O pagamento desta licença representou cerca de 65% do total de 5,73 mil milhões de libras de receita da BBC em 2023, sendo que o restante foi resultado de atividades comerciais, doações, royalties e rendas. A BBC também recebe mais de 90 milhões de libras por ano do governo, quantia que visa apoiar o funcionamento do seu departamento.

A BBC, que conta com 13 canais de televisão, 17 rádios nacionais, oito rádios na Escócia, País de Gales e Irlanda do Norte e 40 rádios locais, não conta com a publicidade como método de financiamento no Reino Unido.

O governo britânico já anunciou uma revisão quanto ao método de financiamento do operador para o futuro, sendo que o atual acordo em vigor expira no final do ano de 2027.

France Télévisions (França)

No caso Francês, a “redevance audiovisuelle“, ou seja a contribuição para o audiovisual que representava um encargo de 138 euros anuais para as famílias francesas, foi abolida em 2022. Esta contribuição era feita por todos aqueles que estivessem sujeitos ao imposto habitacional e que possuíssem uma televisão.

A abolição deste imposto foi uma promessa de campanha do presidente Emmanuel Macron, tendo a medida enfrentado diversas críticas por parte da oposição mais à esquerda. O montante amealhado através desta taxa passou a ser substituído pela alocação de parte da receita de IVA recolhida pelo Estado.

A France Télévisions, empresa responsável pelo fornecimento do serviço público de televisão em França (com cinco canais de televisão nacionais e 24 canais regionais), conta também com publicidade como forma de financiamento. A dotação pública para 2024 ascende a 2,57 mil milhões de euros num orçamento total de três mil milhões, segundo o Le Figaro.

RAI (Itália)

Em Itália, o financiamento da RAI (Radio Audizioni Italiane) é também suportado através de uma taxa aplicável sobre quem é possuidor, no local da sua residência, de um “dispositivo adequado ou adaptável à receção de emissões televisivas, ou qualquer dispositivo equipado com sintonizador para receção do sinal da antena”.

Esta taxa, conhecida como “Canone RAI” e que atualmente tem o valor de 70 euros, é cobrada na conta da luz de forma parcelada sempre que um membro da família em causa for titular de contrato de fornecimento de energia elétrica na casa onde reside. O valor de 70 euros é dividido em 10 parcelas de sete euros na fatura de eletricidade de janeiro a outubro (no caso das faturas mensais) ou de 14 euros em faturas bimestrais.

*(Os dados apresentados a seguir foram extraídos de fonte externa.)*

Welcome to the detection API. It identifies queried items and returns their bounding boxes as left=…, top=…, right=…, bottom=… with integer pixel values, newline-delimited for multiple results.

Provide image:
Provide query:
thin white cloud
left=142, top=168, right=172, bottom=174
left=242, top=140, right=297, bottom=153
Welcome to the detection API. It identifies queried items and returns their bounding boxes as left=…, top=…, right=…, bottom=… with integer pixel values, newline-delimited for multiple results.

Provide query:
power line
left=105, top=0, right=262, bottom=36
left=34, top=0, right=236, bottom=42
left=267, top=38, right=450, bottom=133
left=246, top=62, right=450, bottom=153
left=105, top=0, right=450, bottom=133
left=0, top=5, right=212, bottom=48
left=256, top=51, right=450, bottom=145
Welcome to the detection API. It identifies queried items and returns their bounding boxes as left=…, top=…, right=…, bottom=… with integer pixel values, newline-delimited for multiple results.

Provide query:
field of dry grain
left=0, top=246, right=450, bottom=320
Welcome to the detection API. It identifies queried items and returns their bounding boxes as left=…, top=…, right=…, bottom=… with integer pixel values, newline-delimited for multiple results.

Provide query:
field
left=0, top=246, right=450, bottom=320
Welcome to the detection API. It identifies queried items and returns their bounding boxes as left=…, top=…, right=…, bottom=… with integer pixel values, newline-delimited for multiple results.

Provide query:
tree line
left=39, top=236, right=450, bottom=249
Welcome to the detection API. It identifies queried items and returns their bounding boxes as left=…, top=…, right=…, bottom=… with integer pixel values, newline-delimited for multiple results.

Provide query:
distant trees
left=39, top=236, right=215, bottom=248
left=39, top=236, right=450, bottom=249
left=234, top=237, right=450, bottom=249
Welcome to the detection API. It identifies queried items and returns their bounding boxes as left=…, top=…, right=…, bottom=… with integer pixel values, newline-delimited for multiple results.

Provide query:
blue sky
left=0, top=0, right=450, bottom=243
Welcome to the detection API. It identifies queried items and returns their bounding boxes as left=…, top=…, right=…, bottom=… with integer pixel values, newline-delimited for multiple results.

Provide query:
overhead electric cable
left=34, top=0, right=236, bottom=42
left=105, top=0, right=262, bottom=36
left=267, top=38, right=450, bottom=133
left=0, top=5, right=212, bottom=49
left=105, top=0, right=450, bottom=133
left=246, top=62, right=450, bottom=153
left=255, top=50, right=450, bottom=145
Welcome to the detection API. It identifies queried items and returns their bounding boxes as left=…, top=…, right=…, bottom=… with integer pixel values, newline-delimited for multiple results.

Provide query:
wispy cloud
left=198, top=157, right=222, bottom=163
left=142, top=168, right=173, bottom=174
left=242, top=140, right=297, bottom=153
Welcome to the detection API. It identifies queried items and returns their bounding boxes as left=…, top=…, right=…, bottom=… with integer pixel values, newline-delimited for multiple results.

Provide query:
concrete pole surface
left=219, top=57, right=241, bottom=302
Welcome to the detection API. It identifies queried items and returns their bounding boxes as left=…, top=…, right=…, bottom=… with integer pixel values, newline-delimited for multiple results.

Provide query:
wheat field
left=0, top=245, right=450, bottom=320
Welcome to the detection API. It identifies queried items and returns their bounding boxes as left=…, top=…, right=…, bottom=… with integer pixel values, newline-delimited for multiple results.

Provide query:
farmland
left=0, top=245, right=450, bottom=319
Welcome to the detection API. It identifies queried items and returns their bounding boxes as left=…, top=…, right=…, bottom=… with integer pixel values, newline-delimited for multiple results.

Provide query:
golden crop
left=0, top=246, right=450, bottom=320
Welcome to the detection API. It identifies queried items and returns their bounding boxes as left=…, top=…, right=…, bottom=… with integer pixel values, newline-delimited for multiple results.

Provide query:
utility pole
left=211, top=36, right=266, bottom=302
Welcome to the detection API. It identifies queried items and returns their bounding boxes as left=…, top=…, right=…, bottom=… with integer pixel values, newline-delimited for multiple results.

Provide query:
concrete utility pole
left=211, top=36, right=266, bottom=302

A RAI – que disponibiliza 13 canais de televisão e oito de rádio – conta também com publicidade como forma de financiamento. Em 2022, enquanto a receita total da taxa de licença da RAI foi de quase dois mil milhões de euros (1.946 milhões), a publicidade gerou um retorno total de cerca de 700 milhões.

Alemanha

Na Alemanha, as emissoras de serviço público incluem aquelas pertencentes à ARD (Associação das Emissoras de Radiodifusão do Direito Público da República Federal da Alemanha), o canal ZDF (Zweites Deutsches Fernsehen) e a Deut­schlandradio. Estas emissoras de “direito público” são financiadas através de receitas com origem em publicidade e de uma contribuição obrigatória por parte da população alemã, com a chamada “taxa de transmissão” (Rundfunkbeitrag).

No contexto alemão, cada casa tem assim de pagar um valor equivalente a 18,36 euros mensais, naquela que é vista como uma garantia de que estas emissoras mantenham a sua independência face a empresas privadas ou ao próprio Estado. Este valor pode ser pago de forma trimestral (55,08 euros), semestral (110,16 euros) ou anual (220,32 euros).

A taxa é paga diretamente à entidade responsável pelo serviço de contribuições (Der Beitrags­service) do serviço público de radiodifusão, que depois distribui as receitas entre as emissoras ARD (composta por nove canais), ZDF e Deutschlandradio. Em 2022, estas receitas totalizaram 8,4 mil milhões de euros.